Conversa sobre corrupção no ponto de ônibus

No ponto de ônibus, lembro um dos motivos que fazem com que eu tanto goste de metrô: cada três minutos vem um trem. Ao meu lado, um homem puxa conversa com uma garota. O assunto: corrupção. É meio-dia, o sol está escaldante, o termômetro aponta 34ºC, não sei que horas o ônibus irá passar (estou há quase meia hora, esperarei mais dez minutos), estou de roupa escura e tenho uma entrevista para doutorado ao cabo do trajeto, de modo que não me resta outra coisa que ficar ao seu lado e ouvir a conversa. Para meu alívio ela não descamba pro discurso de ódio, fica no senso comum das pessoas de boa vontade - as que talvez foram para a Paulista bancar o pato na frente da Fiesp, genuinamente achando que se rebelavam contra a corrupção, e não contra a constituição.
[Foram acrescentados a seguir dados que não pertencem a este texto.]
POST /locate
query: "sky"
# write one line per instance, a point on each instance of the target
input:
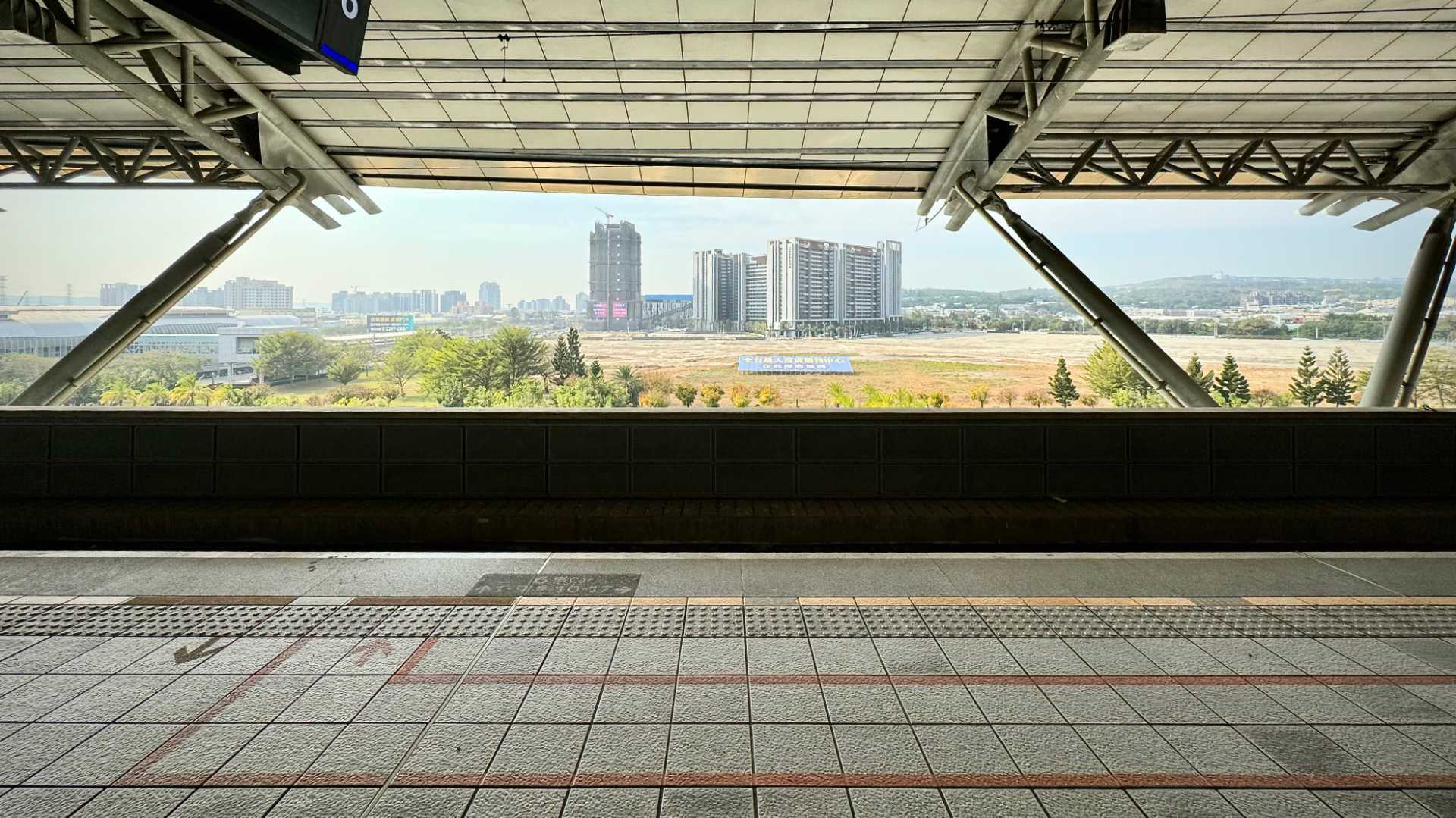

Não houve, nesses dez minutos de platitude, ataques à encarnação do demônio, Lula e o PT, tampouco aos golpistas que tomaram o Planalto, nem mesmo elogio aos "slavadores" da pátria de Curitiba. Apenas boa vontade e ignorância - que pode dar origem a uma soberba auto-indulgente que conservadores sabem usar muito bem.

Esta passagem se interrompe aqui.